Our various masks are fear based responses to experiences in our lives which we have interpreted as threatening either to our physical or emotional safety. For example someone who fears rejection (maybe as a result of having been rejected by parents, or siblings) will seek the acceptance of others and will inevitably seek to please other people through wearing the masks of passivity and victimhood. These masks create an illusory sense of protection through encouraging acceptance by others as they allow what others say, do and want to be of primary importance regardless of the personal impacts this has on the pleaser. The pleaser thinks that they can avoid conflict and the isolation that brings through lying on the sacrificial alter of martyrdom. This seldom works for long as others become more and more demanding sensing that they can take advantage of the pleaser. Eventually the pleaser ends up pleasing no one including more importantly themselves.

Fear and insecurity find safe harbours behind our attempts to mask who we truly are. When we allow these masks to become more than just masks or tools we use from time to time and we start identifying with the character traits that underpin them that is when we start to loose our authentic selves. The resulting sense of  dislocation that this generates can be numbing and as we go about our lives we can experience an emptiness with our lives appearing to be devoid of any real meaning or purpose apart from mere survival.

The wearing of masks as portrayed in movies is symbolic and to the point. The mask hides true identity and allows us to do things that we would not normally do for fear of recognition. However, there comes a point when the mask wearer can no longer disentangle him or herself from the character represented by the mask. A psychic shift occurs that finds the mask wearer literally consumed by an alter ego.

In short we become lost to ourselves and others when we hide behind any form of false construct regardless of whether such construct was originally well intended and served a purpose or not.
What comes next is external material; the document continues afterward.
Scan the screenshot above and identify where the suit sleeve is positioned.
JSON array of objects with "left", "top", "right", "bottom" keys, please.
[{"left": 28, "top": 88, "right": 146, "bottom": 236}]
Our lives become contracted and smaller as we hide our true light. This does not serve us or the world. We were born to shine our light as brightly as possible and in so doing enlighten the world and give others the permission to do the same.

We can overcome our masking tendencies by acknowledging the fears that hold our masks in place. When we do we can experience again that sense of  “joy de vivre” that we had as young children when the world seemed such an exciting and liberating place.